Wednesday, February 03, 2016

Sally Kilpatrick: Bittersweet Creek & Shakespeare

O Romeo, Romeo! Wherefore art thou* Romeo? –Juliet, Romeo and Juliet
Julian McElroy, wherefore art thou* such an a$$hole? –Romy, Bittersweet Creek

Okay, I gave in. I melded my English major’s love of literature with my country girl’s desire to write a story about the rural area where I grew up. One of the things that’s always struck me about Shakespeare is how we view his works as highbrow now, but they were written for the common people. Shakespeare’s plays are full of wit and puns and carefully crafted dirty jokes, and there are very few things in this world that I love more than wit and puns and carefully crafted dirty jokes.

In Bittersweet Creek I give you Shakespeare. . . . with cows. I had a lot of fun with this one by translating feuding families to the south. The Satterfields drive Fords and like cats. The McElroys drive Chevorlets and prefer dogs. The Satterfields are by the book folk, but the McElroys like to bend the law. The Hatfields and the McCoys set off their feud with a stolen hog, but the Satterfields and the McElroys are going to finish their feud over an illegitimate calf. Romy and Julian have been drawn to each other since they were kids, but can they overcome the animosity of their families?

What’s your favorite version of Romeo and Juliet? Is there a Shakespearean play that you think deserves more love? Or can you share your favorite Shakespearean dirty joke? Answer any one of these questions in the comments below and consider yourself in the running for a copy of Bittersweet Creek. I’ll have one of those random number generators pick a name.

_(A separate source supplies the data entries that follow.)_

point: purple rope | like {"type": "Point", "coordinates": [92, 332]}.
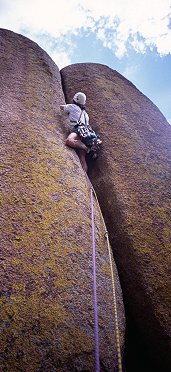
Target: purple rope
{"type": "Point", "coordinates": [97, 359]}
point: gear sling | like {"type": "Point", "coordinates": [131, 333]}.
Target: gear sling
{"type": "Point", "coordinates": [86, 133]}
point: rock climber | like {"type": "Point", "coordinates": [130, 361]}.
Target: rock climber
{"type": "Point", "coordinates": [77, 114]}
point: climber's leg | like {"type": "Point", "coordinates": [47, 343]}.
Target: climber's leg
{"type": "Point", "coordinates": [82, 155]}
{"type": "Point", "coordinates": [73, 140]}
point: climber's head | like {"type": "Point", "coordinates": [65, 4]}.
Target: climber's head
{"type": "Point", "coordinates": [79, 98]}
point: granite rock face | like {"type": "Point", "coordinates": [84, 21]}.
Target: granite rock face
{"type": "Point", "coordinates": [132, 181]}
{"type": "Point", "coordinates": [46, 281]}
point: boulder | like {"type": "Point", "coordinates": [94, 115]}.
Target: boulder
{"type": "Point", "coordinates": [131, 178]}
{"type": "Point", "coordinates": [46, 280]}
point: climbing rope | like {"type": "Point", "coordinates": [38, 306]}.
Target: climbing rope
{"type": "Point", "coordinates": [97, 357]}
{"type": "Point", "coordinates": [92, 191]}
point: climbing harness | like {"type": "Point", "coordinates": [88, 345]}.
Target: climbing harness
{"type": "Point", "coordinates": [97, 355]}
{"type": "Point", "coordinates": [86, 133]}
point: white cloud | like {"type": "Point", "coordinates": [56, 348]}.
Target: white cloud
{"type": "Point", "coordinates": [119, 24]}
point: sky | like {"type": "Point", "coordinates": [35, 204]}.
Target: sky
{"type": "Point", "coordinates": [132, 37]}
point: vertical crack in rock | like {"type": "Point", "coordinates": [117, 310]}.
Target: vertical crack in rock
{"type": "Point", "coordinates": [47, 319]}
{"type": "Point", "coordinates": [132, 181]}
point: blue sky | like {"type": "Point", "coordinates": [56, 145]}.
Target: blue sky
{"type": "Point", "coordinates": [130, 36]}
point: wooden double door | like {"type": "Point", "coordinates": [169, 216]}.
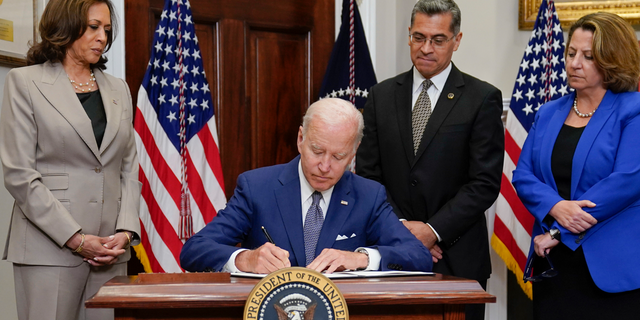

*A lot of folks think Juliet was asking where Romeo was. Really, “Wherefore art thou Romeo?” is closer to asking “Why do you have to be Romeo?” That should help you understand Romy, my heroine. She conducted her balcony scene, it should be noted, from the barn loft.

Sally Kilpatrick


traveler said...

I enjoyed your wonderful post today which was captivating and fascinating. Shakespeare was and is my favorite playwright. Ever since I attended the Stratford Shakespearean Festival in Stratford, Ont. when I was 14 years old I was enthralled. My favorite version of Romeo and Juliet is with baz Luhrmann. A Shakespeare play that I adored was A Midsummer Night's Dream since it is playful and fun.

dstoutholcomb said...

going on a tangent... I loved the movie: Letters to Juliet

Funny story, in high school, when we read Othello, there was a boy in class who had a crush on me, and he decided to nickname me "Dizzy D"--I'm not a ditz. It was because of Desdemona. Not that I'm like her at all.


Susan Lang said...

Taming of the Shrew. Petruchio and Katharina and their whole dialogue about the wasp and his sting. Shakespeare liked to throw in his fair share of double entendres!

Laney4 said...

Twelfth Night:
Malvolio says (Act 2, Scene 5), "By my life, this is my lady's hand these be her very C's, her U's, and ('N') her T's and thus makes she her great P's." ("And" was pronounced as 'n' back then, so an audience would spell the letters out).

Mary Preston said...

I must admit to loving Baz Luhrmann's production of ROMEO AND JULIET. It is just superb.

Sally Kilpatrick said...

Thanks for chiming in, y'all! Confession Thursday: I haven't seen the Baz Luhrmann version of R&J. I know, I know! That Malvolio, and I remember the sting from Taming of the Shrew, too. Othello is my favorite of the tragedies, but none of you mentioned my favorite of the comedies: Much Ado About Nothing. And, since nothing meant something COMPLETELY different back in the day, the title doubles as a dirty joke, too. Thank you so much to everyone for dropping by. After consulting with the Random Number Generator, the lucky winner is....*drum roll*.....traveler. I'm rather fond of Puck and A Midsummer Night's Dream, BTW. Send me an email to with your snail mail, and I'll get you a copy of Bittersweet Creek in the mail. Let me know if you would like for me to personalize it.

Susan L said...

Much Ado About Nothing. (Face palm) I loved Joss Whedon's movie so much that I have a poster of the movie in my game room. I still remember Romeo's soliloquy as Juliet stand on the balcony. Thanks 10th grade Lit!

Linda Herold said...

I liked the movie Shakespeare in Love!

Sally Kilpatrick said...

Shakespeare in Love was quite good, and I did love Whedon's version of Much Ado.